- Born: July 26, 1974 (age 51) Munkfors, SWE
- Height: 6 ft 2 in (188 cm)
- Weight: 194 lb (88 kg; 13 st 12 lb)
- Position: Left wing
- Shot: Left
- Played for: Leksands IF Färjestads BK Boston Bruins
- National team: Sweden
- NHL draft: 78th overall, 1998 Boston Bruins
- Playing career: 1994–2011

= Peter Nordström =

Swedish ice hockey player

Hans Peter Nordström (born July 26, 1974, in Munkfors, Sweden) is a Swedish former professional ice hockey player. He played his last seasons for Leksands IF. He also played two games for the Boston Bruins of the National Hockey League during the 1998–99 season. Internationally Nordström played for the Swedish national team at five World Championships

==Playing career==
Nordström started his professional ice hockey career in the Swedish elite club Leksands IF in 1994. But after only one year he left Leksand IF and signed with its rivals Färjestads BK. Nordström played with Färjestad until 1998, winning the Swedish Championship in both 1997 and 1998. Then he was drafted by the Boston Bruins in the 1998 NHL entry draft (3rd round, 78th pick overall).

In 1998 he signed with the Bruins.
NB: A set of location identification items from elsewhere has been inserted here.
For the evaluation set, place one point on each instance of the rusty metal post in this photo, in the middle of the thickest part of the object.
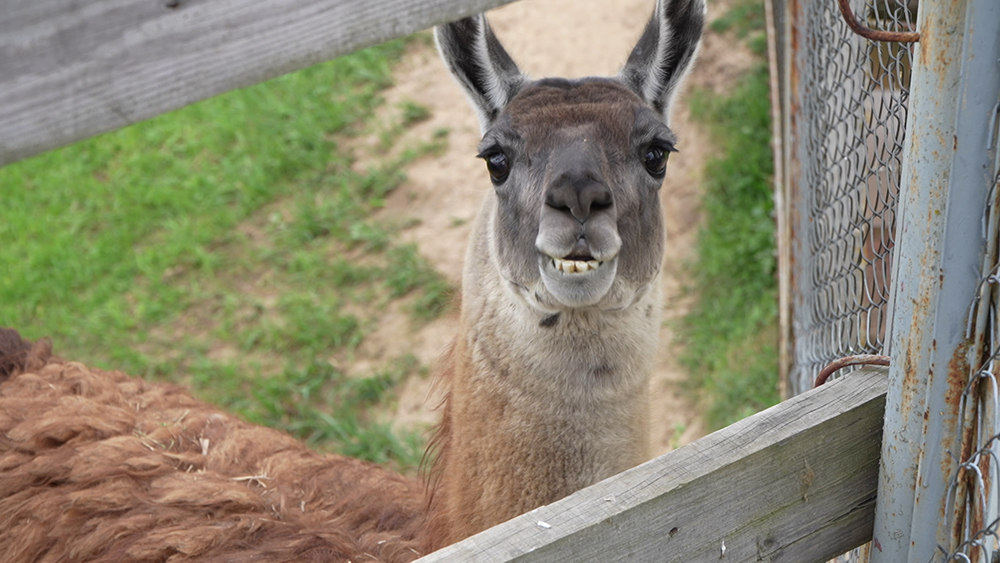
(941, 241)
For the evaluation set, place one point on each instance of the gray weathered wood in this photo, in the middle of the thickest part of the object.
(795, 483)
(70, 70)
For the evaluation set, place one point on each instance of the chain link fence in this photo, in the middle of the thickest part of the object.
(849, 112)
(844, 104)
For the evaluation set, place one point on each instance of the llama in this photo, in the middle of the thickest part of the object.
(545, 383)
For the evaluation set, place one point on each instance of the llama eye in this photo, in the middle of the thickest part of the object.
(498, 165)
(656, 161)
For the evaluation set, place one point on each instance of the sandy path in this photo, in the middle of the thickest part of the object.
(546, 37)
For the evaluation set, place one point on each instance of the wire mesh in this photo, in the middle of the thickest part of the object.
(848, 122)
(848, 108)
(972, 494)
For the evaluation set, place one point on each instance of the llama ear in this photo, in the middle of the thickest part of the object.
(480, 64)
(663, 56)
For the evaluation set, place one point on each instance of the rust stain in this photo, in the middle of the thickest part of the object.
(857, 26)
(958, 379)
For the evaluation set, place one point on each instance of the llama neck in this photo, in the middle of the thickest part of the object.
(540, 407)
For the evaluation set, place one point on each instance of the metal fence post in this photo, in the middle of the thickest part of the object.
(948, 181)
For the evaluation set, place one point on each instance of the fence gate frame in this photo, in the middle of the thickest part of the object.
(937, 496)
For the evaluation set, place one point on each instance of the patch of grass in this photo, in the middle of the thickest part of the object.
(228, 245)
(730, 336)
(744, 18)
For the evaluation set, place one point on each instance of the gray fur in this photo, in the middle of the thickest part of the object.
(562, 272)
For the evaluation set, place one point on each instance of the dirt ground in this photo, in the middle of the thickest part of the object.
(569, 38)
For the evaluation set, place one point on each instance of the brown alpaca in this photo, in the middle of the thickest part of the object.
(546, 382)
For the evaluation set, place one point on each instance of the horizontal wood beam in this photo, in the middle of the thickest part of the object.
(70, 70)
(795, 483)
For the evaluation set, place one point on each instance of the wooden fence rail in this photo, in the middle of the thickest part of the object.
(70, 70)
(795, 483)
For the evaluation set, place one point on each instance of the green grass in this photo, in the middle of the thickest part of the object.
(229, 245)
(730, 337)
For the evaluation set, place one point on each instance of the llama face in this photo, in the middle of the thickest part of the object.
(577, 166)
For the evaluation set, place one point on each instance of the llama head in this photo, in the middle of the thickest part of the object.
(576, 165)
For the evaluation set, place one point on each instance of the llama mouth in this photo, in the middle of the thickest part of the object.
(575, 264)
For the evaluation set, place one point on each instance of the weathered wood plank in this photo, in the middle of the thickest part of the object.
(70, 70)
(795, 483)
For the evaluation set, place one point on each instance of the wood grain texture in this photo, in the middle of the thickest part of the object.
(795, 483)
(70, 69)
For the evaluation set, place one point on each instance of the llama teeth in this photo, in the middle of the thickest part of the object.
(575, 266)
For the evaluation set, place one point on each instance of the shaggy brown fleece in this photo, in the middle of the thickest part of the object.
(97, 466)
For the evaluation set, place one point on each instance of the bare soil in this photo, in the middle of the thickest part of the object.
(438, 202)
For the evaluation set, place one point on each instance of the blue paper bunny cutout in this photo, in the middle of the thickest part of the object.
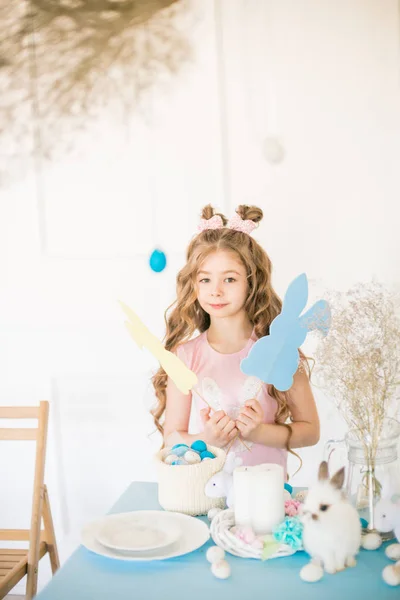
(274, 358)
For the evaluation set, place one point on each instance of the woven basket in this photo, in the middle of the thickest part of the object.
(181, 487)
(224, 538)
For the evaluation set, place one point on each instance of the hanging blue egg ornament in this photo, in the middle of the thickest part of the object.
(158, 261)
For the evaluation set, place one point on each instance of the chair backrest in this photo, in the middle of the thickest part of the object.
(38, 434)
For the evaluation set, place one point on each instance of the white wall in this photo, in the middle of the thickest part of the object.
(324, 78)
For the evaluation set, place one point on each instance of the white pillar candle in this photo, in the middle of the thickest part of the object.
(259, 497)
(242, 490)
(267, 506)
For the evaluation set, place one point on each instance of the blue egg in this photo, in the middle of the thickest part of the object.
(177, 446)
(181, 450)
(288, 488)
(199, 445)
(206, 454)
(158, 261)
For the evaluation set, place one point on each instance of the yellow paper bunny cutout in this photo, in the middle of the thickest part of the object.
(183, 377)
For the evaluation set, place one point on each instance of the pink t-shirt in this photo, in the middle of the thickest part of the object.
(223, 385)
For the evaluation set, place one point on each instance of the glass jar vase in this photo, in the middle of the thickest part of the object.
(369, 475)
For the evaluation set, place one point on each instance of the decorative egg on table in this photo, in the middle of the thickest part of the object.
(182, 454)
(191, 457)
(199, 446)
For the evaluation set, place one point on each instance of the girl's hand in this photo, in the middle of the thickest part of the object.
(250, 419)
(219, 429)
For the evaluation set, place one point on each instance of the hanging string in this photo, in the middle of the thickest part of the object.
(223, 108)
(36, 124)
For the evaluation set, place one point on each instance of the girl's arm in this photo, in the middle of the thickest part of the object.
(177, 415)
(218, 430)
(305, 421)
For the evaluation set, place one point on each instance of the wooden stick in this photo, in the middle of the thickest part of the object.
(238, 435)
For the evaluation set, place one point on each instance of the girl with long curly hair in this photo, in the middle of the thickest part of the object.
(224, 294)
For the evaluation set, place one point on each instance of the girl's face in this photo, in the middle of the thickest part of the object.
(222, 286)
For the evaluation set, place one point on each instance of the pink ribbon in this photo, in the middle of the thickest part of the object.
(243, 225)
(236, 223)
(214, 223)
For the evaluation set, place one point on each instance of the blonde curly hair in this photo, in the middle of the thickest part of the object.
(185, 316)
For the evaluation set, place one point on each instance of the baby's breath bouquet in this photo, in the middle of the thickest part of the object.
(358, 365)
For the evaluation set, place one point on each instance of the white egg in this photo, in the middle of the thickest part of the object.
(221, 569)
(391, 574)
(213, 513)
(192, 458)
(311, 573)
(371, 541)
(393, 551)
(215, 554)
(301, 496)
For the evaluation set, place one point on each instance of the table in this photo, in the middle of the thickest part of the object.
(87, 576)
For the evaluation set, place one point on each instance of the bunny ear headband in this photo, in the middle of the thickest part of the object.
(236, 223)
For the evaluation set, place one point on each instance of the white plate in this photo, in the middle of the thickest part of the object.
(137, 531)
(194, 534)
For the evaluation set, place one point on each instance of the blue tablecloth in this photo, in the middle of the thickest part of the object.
(87, 576)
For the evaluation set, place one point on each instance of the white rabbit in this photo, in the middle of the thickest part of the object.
(332, 528)
(387, 518)
(220, 485)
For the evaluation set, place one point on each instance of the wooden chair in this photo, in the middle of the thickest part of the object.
(15, 564)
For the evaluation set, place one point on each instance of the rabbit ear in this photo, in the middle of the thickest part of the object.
(323, 472)
(338, 479)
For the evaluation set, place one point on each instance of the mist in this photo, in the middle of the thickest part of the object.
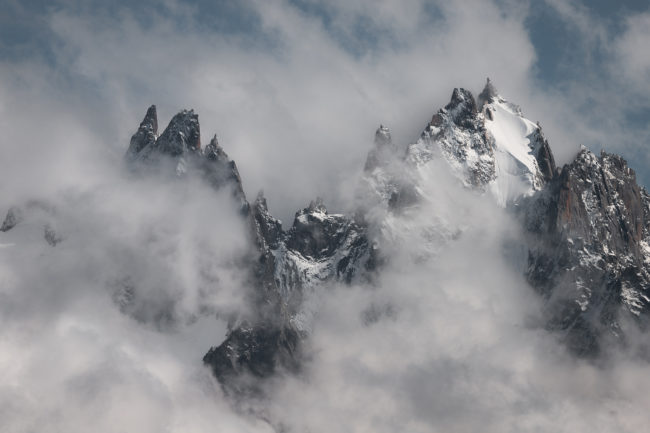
(106, 329)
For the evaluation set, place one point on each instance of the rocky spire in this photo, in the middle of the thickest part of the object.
(182, 134)
(145, 136)
(214, 151)
(462, 108)
(487, 95)
(382, 137)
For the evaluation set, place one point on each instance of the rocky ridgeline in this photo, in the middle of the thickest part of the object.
(587, 228)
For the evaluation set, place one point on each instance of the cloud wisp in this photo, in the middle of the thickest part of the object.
(108, 327)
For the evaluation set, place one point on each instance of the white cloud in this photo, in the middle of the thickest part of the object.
(455, 351)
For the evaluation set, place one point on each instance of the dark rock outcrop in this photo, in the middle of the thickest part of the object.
(589, 250)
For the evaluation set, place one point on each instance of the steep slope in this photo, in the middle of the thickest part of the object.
(589, 252)
(586, 225)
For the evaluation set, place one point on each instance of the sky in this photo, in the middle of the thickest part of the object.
(302, 85)
(110, 325)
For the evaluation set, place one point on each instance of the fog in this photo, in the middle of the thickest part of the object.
(106, 330)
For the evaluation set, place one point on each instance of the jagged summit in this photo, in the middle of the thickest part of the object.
(178, 151)
(487, 95)
(146, 134)
(586, 225)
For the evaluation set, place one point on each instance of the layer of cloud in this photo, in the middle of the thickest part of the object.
(295, 102)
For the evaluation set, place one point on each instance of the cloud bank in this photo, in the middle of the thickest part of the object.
(448, 343)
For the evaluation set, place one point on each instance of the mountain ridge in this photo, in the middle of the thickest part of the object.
(586, 228)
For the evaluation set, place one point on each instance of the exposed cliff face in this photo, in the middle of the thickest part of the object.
(589, 251)
(587, 227)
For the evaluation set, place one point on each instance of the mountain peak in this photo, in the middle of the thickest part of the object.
(183, 133)
(382, 136)
(145, 136)
(488, 94)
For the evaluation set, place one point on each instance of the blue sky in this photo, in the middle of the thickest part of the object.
(292, 84)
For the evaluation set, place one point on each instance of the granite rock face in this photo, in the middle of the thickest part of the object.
(587, 228)
(589, 254)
But after the training camp he became assigned to the AHL club Providence Bruins. After only playing 13 games with Providence and two games with Boston Nordström went back home to Sweden and Färjestad and playing the rest of the 1998–99 season there.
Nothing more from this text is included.